After having gotten the 270 running as the TV computer with the correct display resolution, it was time to test Hulu. Fortunately, it turns out that when you are running SETI/BOINC within the same user account on Windows XP, BOINC scales back beautifully and Hulu had no problems at all playing back episodes of The Cleveland Show as well as Family Guy and later on in the night, Glee.

The only problem I forsee is that Glenn has still got it in his head for what ever reason that SETI causes buffering problems for videos he may want to see, and is therefore still on a crusade to shut down SETI every time he uses the machine. However, based on what I've seen so far, it does look as though he's now a bit more mindful of the fact that he needs to turn SETI back on, so I am not sure about whether or not to worry about this behavior. It may even just be that he's interested in seeing the work units in progress, but I'll maybe bring it up at some point to just make sure.

And so the question then is what is Flatdell up to? I let it finish all of its SETI units and then worked on deciding what to do with it. Right now, just so I can get something else installed, it is running a single pass with Acronis Drive Cleanser, writing zeros to both of the 750gb hard disks.

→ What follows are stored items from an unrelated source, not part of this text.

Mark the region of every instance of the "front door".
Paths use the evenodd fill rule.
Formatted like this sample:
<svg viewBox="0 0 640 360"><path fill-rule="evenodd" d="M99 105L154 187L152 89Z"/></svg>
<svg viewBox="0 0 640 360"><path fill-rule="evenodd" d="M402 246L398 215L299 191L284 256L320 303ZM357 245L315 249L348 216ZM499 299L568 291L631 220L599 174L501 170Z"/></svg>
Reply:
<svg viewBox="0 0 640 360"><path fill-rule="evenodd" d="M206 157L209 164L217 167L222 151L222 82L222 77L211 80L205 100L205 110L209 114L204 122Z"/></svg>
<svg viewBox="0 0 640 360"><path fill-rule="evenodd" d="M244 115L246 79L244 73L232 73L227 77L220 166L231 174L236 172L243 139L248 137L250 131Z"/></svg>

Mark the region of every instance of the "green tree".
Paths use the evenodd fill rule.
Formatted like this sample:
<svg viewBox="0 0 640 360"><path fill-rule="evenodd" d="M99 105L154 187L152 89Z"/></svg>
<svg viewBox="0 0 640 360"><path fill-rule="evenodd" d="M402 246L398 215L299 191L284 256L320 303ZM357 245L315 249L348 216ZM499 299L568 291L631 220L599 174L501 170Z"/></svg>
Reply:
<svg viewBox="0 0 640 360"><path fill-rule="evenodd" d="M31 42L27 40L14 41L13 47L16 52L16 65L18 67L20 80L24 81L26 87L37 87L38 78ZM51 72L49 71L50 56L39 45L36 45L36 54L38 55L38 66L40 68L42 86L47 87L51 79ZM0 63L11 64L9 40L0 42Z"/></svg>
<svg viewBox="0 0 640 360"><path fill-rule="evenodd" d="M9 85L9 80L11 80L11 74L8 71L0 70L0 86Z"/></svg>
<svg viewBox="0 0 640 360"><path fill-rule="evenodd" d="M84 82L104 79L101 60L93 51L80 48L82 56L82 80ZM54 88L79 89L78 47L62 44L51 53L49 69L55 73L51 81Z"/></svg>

The next thing I am going to do, for right now, is probably just install the original Dell copy of Windows Vista Home Premium. I may even hook up the TV tuner and see how well that works out, but ultimately my goal is to get it running again with something interesting, which I think in this case really does just mean Mac OS X. I've already spoken to a friend who has said it should be fine for me to borrow his Snow Leopard disc. If that works fairly well, I will probably use Snow Leopard on the machine for what I am going to call "the forseeable future" which essentially means "until I get a real Mac."

My definition of "works fairly well," it's worth noting, will be that it works better than it did on the T42p, with a fairly minimal amount of glitches. Save for the fact that I'll probably be unable to run Apple's updates, I would actually really like it if it ran just about as well as a real Mac would. A pipe dream, yes, mostly unattainable, also yes, but it would be nice anyway.